Segundo o executivo, a capacidade de processamento de aço e de docagem são suficientes para atender os contratos dos quatro petroleiros Handymax — em consórcio com o grupo Mac Laren, além de cinco gaseiros e dos quatro navios de médio porte MR1 (Medium Range 1), cujo contrato foi assinado semana passada e anunciado na última quinta-feira (18).
“Analisando os três contratos, a soma é menor do que as 80 mil toneladas e o prazo de fabricação é de cinco anos. Existe uma ‘folga’”, afirmou Passos.
Para julho, também está prevista a chegada da antiga plataforma P-33 para serviços de desmantelamento e reciclagem, a exemplo do que ocorreu com a P-32, cujo desmantelamento foi concluído recentemente. Passos explicou que o tamanho do dique comporta esse serviço, que deve durar em torno de oito meses, considerando que as duas plataformas são similares e a curva de aprendizado adquirida pelas equipes do ERG no desmonte da P-32.
No caso dos Handymax, o Marenova — consórcio entre Ecovix e Mac Laren — iniciou o processamento de aço com um volume inicial e está na fase de desenvolvimento de engenharia, em parceria com a norueguesa Kongsberg. Há expectativa de que, na primeira quinzena de julho, cheguem ao estaleiro em Rio Grande pouco mais de 10.000 toneladas de chapas de aço importadas para o projeto dos Handy, o que permitirá aumentar o processamento atual.
Passos contou que os equipamentos intermediários já foram comprados. “Estamos adquirindo equipamentos e materiais com a engenharia que a Kongsberg já nos passou. A engenharia está avançada para suprimentos e estamos iniciando a engenharia de detalhamento. Os primeiros desenhos de detalhamento foram recebidos.
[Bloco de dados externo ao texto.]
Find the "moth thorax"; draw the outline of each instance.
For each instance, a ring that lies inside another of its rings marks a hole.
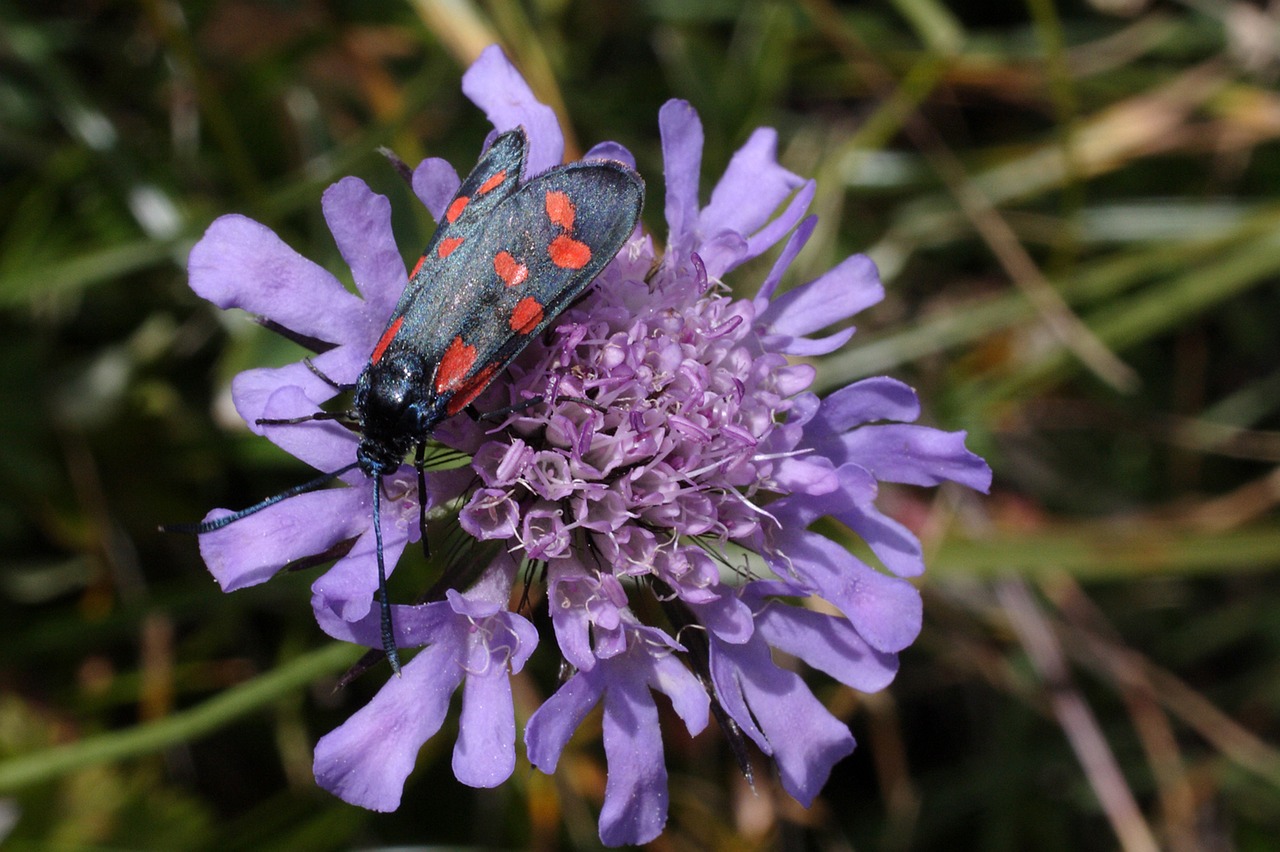
[[[388,353],[365,368],[356,385],[360,448],[356,458],[366,473],[390,472],[425,438],[422,361],[413,352]]]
Com o aço, vamos acelerar essa construção”, projetou.
Para os gaseiros, a Ecovix vem avançando com a engenharia junto à Ghenova, em paralelo à espera da eficácia do contrato. A expectativa da Ecovix é que a eficácia saia na próxima semana.
“Já recebemos MTO (Material Take Off), lista de materiais, para comprar o aço desse navio. Mesmo ainda em eficácia, avançamos e vamos conseguir acelerar a construção dos gaseiros”, acredita Passos.
Ele frisou que a construção conjunta dos navios dentro do estaleiro não traz preocupação tendo em vista a capacidade fabril do estaleiro, é até superior ao previsto nos contratos para esses 13 navios. Na avaliação da Ecovix, esse aspecto é favorável, na medida em que contribui para uma consolidação mais sustentável das atividades, aproveitamento de processos, manutenção e capacitação da mão de obra, além de fortalecer o poder de compra. “O cronograma não traz dificuldade operacional para nós”, garantiu Passos.